For many, the preceding paragraphs may appear to be nothing more than overly sexualized perversion and immoral liberal gab that stands as a witness to the erosion of the moral fabric of our conservative nation. While others will read this musing with distrust for a written expression of an experience that is beyond their scope of reasoning or familiarity. And there will be a few who will succumb to the sentiment of human conditionality, brokenness, that is present at the core of this lived-in reflection and see the homosexual male through the eyes of one who has been enlightened through a vicarious experience. Yet, there is one, or two, who will feel and re-experience afresh the inner feelings and thoughts that once saturated their beings as they peruse the pages of this writing. As they read, a tear will fall from the corner of their eyes and it will begin to blur the words on the page so that they will appear to be no more than an abstract combination of life’s intense moments to be shared with others as they pass through the rigorous corridor of life. Regardless of the response, the story must be told from the point of the view of those living their lives or struggling to live their lives as confirmed homosexual or bisexual males (and females) day to day. One must walk in the shoes and path of another to begin to understand, without judgment, another.

6 comments:
Wow. Just wow. I am a mother of 2 sons and I never ever want them to feel like I wouldn't understand and not they are my loves because of who they love.

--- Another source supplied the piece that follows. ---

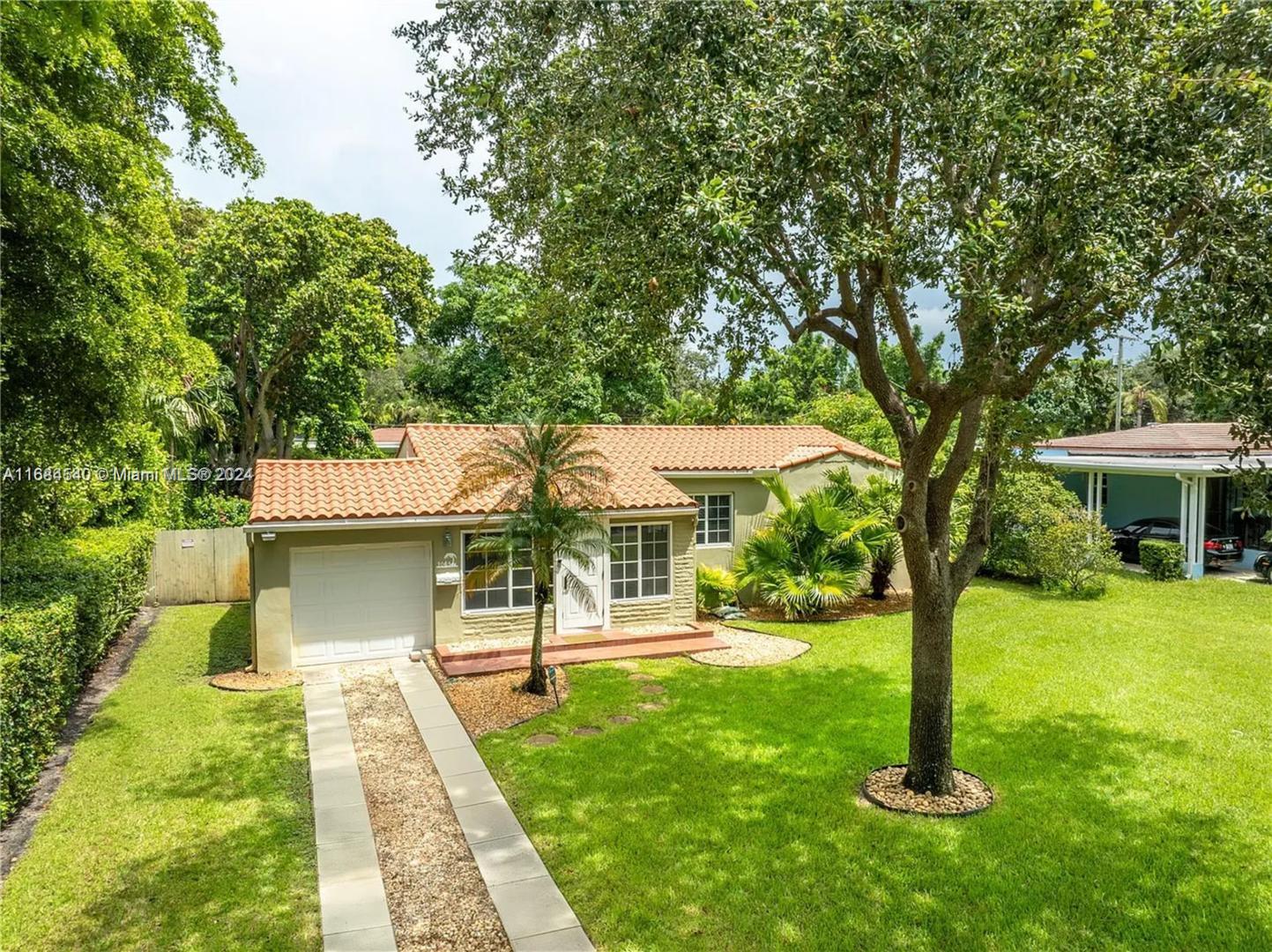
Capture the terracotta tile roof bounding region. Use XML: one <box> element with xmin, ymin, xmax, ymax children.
<box><xmin>249</xmin><ymin>424</ymin><xmax>896</xmax><ymax>523</ymax></box>
<box><xmin>1038</xmin><ymin>422</ymin><xmax>1240</xmax><ymax>456</ymax></box>
<box><xmin>407</xmin><ymin>424</ymin><xmax>898</xmax><ymax>472</ymax></box>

What a post...it pulled at my heartstrings.
Excellent writing!!! Are you a writer?
the blog I update most is
http://abeautifulmess.bloggoing.com
mwabi...first, thank you for taking the time to dredge through this long post...second, i really appreciate your willingness to allow the words to speak to you...amidst the feelings of uncomfortability that this type of conversation normally prompts...third, your honesty is refreshing (thanks)! I am not a "writer" in the sense that i would use that word to describe what i do...but i love to write - so maybe - i am...smiles! i can not wait to read your blog...
1st of all, you were the cutest little boy ever.
2nd, are you saying that mothers need to be aware and watch their children more closely or is this type of experimentation by children inevitable?
3rd, you are looking quite butch in those Tims..lol
well, pink...define "butch" as opposed to what? haha!!!
1st, thank you for your compliment...i guess i was a charming looking lil brat...haha!
2nd, i am implying both, i guess, that is, parents ought to be "present" not just in body - but totally cognizant, aware, alert to, and empathetic to the needs, yearnings, changes, etc. of their children and that children will inevitably do some things that just "sneaks" by their parents...
as oppose to meterosexual...ha
pink...gotta love ya...u should've been a lawyer in addition to your fifteen other vocations and giftings...haha!